The authors reexamined reported effects of age, illumination, and stationary visible structure on the net center of pressure (COP) derived from dual, side-by-side force plates (J. Kinsella-Shaw, S. Harrison, C. Colon-Semenza, & M. Turvey, Citation2006) from the perspective of axial postural control. They questioned how left and right COP x (t), COP y (t), and vertically oriented ground reactive force, GRF z (t), coordinated during quiet standing. The Cross- recurrence Quantification (CRQ) revealed that coordination was primarily between fluctuations of similar direction, with coordination of left and right COP y (t) (anteroposterior fluctuations) dominant. CRQ also revealed that (a) illumination and structure affected the interlimb dynamics of older (M age = 72.2 ± 4.90 years) participants more than their younger (M age = 22.8 ± 0.83 years) counterparts, and (b) older participants exhibited greater interlimb entrainment (dynamical stability) in the presence of greater interlimb noise.

ACKNOWLEDGMENTS

A grant (Collaboratory for Rehabilitation Research) awarded by the Provost's Office of the University of Connecticut supported this research.

Notes

1. In simplest terms, the %Cross RECUR measure provides an estimate of the prevalence of noise in the time series. Consider that what the measure does is evaluate the number of times a system revisits the same states during a given interval. The fewer returns to previously visited states that are observed, the more states the system must have occupied over the interval of observation and the more random or noisy is its behavior. The recurrence-derived measure on Shannon entropy provides an allied index on this version of noise. In the extreme case of white noise, all possible states would be represented in the interval evaluated with an equal probability of occurrence at any time. In the context of postural control and other voluntary actions, noise of this kind can be conceived of as any trajectories observed that are not congruent with those required by the behavioral goal. In physical systems, the origins of noise are thermal. For living systems the origins of this noise ultimately resides in the metabolic processes that liberate biochemical energy sufficient to maintain viability. As these underlying processes are cyclical and operating at multiple time scales, they are correlated at multiple time scales and display fractality. In the context of movement trajectory generation, this plays out in the motor system in the interaction of baseline physiological tremor, the tonic contractile states required for dealing with gravity, and the phasic contractile states required for torque generation around joint axes that result in voluntary movement. Additionally, to the extent that information can change the scaling relations across these levels of the motor system, changes in the sensitivity of sensory detection (e.g., visual, proprioceptive, vestibular) can serve to increase the noise associated with movement generation. Shaw and Kinsella-Shaw (Citation1988) provided formal grounds for this in the context of an analysis of goal-directed behaviors. Briefly, some degree of movement trajectory overshoot and undershoot is always observable as the different levels of the sensory and motor systems differ in their resolving power or availability. For these reasons, the well-documented changes in sensory detection capacity that accompany aging should be accompanied by corresponding changes in noise, as evaluated under cross- recurrence quantification analysis.
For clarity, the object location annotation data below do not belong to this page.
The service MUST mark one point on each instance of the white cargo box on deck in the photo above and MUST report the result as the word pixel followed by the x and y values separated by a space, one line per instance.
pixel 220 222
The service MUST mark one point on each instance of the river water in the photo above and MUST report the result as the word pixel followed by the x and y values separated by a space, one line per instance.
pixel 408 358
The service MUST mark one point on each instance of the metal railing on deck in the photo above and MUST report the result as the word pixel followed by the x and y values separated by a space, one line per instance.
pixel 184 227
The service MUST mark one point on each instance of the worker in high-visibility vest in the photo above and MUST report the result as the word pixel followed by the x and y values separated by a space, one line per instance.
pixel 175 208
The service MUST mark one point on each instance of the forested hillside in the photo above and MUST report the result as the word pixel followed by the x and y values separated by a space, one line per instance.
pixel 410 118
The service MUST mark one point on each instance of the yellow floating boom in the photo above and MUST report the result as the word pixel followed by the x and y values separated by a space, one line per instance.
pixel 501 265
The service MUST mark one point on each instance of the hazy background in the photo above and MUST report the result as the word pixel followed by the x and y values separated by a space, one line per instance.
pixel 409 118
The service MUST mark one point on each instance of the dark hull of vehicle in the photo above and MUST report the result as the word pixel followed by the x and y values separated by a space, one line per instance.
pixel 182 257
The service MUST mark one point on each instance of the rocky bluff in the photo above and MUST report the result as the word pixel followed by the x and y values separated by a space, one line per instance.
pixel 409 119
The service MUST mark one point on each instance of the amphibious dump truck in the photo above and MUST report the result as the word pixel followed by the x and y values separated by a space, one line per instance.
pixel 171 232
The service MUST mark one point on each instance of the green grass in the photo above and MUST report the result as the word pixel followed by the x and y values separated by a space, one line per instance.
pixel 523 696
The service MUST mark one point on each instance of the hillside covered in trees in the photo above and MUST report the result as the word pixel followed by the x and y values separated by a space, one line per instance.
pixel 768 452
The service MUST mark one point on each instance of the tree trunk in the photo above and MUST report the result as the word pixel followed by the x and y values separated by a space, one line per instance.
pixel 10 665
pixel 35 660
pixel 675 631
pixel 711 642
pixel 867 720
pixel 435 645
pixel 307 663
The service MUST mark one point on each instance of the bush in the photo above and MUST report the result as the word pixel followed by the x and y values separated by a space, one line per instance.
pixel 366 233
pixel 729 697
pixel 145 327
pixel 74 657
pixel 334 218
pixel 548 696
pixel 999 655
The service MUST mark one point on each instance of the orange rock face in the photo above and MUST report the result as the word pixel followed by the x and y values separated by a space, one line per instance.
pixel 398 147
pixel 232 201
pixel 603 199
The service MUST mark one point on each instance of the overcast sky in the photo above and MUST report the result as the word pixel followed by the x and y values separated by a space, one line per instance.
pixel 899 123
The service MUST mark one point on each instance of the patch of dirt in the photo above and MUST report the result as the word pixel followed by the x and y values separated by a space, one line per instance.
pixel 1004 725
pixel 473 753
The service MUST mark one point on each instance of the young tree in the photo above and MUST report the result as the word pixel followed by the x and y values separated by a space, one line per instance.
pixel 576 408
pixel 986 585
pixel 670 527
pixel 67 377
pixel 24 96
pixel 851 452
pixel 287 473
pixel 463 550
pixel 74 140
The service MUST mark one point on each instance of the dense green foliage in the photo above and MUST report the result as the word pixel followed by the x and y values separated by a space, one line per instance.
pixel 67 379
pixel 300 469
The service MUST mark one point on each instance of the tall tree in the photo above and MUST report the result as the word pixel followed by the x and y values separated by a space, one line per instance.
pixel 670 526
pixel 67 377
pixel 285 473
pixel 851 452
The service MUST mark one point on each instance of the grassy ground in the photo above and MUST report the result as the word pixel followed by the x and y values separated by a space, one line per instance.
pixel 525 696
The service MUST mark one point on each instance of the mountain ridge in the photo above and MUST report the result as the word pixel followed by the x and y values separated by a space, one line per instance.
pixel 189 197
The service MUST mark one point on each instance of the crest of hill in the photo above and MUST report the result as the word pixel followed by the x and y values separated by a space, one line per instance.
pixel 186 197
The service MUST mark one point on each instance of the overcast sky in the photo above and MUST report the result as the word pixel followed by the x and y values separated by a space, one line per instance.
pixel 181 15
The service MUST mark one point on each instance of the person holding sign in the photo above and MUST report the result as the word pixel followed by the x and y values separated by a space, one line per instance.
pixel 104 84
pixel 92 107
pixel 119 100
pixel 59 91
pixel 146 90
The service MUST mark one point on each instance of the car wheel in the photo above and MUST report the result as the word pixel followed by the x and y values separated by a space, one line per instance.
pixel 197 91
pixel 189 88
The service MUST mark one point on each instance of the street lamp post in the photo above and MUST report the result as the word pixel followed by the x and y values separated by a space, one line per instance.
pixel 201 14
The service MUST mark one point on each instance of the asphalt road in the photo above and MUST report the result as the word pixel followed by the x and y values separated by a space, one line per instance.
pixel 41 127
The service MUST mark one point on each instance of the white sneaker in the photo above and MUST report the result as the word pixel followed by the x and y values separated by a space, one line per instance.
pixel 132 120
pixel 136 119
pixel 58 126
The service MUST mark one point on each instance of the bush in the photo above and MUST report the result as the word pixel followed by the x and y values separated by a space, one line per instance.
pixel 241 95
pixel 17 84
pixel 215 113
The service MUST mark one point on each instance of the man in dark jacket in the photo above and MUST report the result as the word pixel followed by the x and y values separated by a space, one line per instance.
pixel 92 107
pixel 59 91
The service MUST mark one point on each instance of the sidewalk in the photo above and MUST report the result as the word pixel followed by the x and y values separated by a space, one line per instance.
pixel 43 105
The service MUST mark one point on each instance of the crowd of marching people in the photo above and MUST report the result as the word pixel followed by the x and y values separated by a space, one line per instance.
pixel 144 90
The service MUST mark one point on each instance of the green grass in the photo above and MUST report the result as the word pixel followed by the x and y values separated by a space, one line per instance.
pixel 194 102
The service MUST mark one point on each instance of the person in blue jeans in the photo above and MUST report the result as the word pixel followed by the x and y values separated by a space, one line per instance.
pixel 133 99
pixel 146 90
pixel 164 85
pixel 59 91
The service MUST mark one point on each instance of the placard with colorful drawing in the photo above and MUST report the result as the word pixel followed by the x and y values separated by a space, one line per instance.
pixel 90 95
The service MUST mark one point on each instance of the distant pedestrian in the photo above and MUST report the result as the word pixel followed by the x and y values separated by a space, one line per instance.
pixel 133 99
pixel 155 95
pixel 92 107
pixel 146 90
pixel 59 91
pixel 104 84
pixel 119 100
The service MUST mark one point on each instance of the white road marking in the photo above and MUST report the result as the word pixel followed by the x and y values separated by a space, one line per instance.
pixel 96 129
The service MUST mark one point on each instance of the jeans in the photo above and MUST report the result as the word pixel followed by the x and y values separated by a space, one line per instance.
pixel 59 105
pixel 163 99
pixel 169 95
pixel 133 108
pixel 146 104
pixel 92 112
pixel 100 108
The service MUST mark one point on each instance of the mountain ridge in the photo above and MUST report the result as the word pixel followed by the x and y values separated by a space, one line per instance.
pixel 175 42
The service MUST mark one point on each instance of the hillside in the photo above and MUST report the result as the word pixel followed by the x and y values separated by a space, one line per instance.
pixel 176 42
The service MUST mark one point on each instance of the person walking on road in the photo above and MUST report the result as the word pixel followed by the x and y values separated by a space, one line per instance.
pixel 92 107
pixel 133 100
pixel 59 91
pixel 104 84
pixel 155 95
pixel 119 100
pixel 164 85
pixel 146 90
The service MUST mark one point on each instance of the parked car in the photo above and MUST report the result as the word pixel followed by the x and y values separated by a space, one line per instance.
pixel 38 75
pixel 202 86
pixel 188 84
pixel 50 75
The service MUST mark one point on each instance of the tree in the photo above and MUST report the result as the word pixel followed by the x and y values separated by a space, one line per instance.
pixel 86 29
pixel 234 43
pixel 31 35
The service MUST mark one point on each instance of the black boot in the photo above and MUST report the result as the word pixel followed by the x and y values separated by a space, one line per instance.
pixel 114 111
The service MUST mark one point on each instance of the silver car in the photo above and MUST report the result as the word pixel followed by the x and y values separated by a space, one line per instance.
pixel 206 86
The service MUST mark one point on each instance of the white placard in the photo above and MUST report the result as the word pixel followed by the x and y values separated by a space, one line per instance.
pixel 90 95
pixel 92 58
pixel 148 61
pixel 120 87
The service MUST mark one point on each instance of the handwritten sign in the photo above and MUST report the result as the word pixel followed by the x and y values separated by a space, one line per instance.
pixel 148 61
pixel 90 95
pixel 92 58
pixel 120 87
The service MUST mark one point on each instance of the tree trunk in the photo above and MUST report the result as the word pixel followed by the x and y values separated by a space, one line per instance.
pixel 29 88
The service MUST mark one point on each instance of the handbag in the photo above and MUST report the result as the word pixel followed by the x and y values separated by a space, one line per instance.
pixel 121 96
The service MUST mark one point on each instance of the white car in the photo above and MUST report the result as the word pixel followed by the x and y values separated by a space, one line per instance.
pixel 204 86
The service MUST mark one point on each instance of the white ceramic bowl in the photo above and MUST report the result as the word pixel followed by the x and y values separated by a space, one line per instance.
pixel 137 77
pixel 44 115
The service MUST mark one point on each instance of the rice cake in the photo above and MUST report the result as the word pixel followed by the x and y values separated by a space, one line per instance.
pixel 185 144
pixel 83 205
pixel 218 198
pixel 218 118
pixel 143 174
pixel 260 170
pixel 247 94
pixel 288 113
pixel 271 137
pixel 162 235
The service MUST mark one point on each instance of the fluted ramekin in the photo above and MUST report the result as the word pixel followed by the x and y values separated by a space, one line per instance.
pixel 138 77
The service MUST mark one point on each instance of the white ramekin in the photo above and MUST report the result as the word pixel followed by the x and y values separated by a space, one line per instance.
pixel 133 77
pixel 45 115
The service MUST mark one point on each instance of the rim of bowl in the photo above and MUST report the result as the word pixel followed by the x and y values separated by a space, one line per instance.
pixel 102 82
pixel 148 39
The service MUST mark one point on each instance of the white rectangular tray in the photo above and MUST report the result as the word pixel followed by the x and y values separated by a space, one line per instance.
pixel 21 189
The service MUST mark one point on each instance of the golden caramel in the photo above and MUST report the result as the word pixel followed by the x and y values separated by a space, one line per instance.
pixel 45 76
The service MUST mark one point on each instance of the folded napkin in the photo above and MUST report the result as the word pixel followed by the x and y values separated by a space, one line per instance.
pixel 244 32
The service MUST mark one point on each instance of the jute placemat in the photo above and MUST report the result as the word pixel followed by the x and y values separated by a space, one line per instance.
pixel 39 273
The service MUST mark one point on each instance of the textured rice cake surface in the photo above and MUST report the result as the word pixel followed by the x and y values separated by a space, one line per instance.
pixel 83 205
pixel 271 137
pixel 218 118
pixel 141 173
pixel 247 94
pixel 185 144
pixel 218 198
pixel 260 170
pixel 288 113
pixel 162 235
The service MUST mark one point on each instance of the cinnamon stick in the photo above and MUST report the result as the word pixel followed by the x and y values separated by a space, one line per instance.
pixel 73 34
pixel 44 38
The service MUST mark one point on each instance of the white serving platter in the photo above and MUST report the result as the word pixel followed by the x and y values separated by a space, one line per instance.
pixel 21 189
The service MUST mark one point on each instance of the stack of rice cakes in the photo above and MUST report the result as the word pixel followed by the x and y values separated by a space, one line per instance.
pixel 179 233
2. In the present context, the cross-recurrence measures are most usefully (and conservatively) viewed as providing information about the recorded movements’ dynamics, originating in a three-way interaction among the task constraints, the mechanical properties of the body, and the contribution of the neural substrate as it supports information detection and action. RQA methods have been applied to postural fluctuation data collected from individuals with Parkinson's disease, diabetic peripheral neuropathy, and clinically significant age-related changes in sensory and motor capacities (Bonnet, Carello, & Turvey, Citation2009; Kinsella-Shaw et al., Citation2006). In the broader neurological domain, RQA has also been applied to data collected from normally developing infants, as well as individuals with cortical disease, cardiac arrhythmia, and epilepsy (Aßmann, Romano, Thiel, & Niemitz, Citation2007; Babloyantz, Citation1991; Bianciardi et al., Citation2007; Censi et al., Citation2000; Harrison, Frei, & Osorio, Citation2008). These studies suggest that recurrence quantification measures are sensitive to changes in the functional connectivity of the nervous system. Furthermore, studies of Parkinsonian postural control and work with multiple electrode array chips (designed to provide simple simulations of cerebellar circuits) suggest that RQA measures may be particularly responsive to changes in the modulatory contributions of subcortical structures (i.e., basal ganglia and cerebellum) to postural control (Gour et al., Citation2007; Novellino, & Zaldívar, Citation2010).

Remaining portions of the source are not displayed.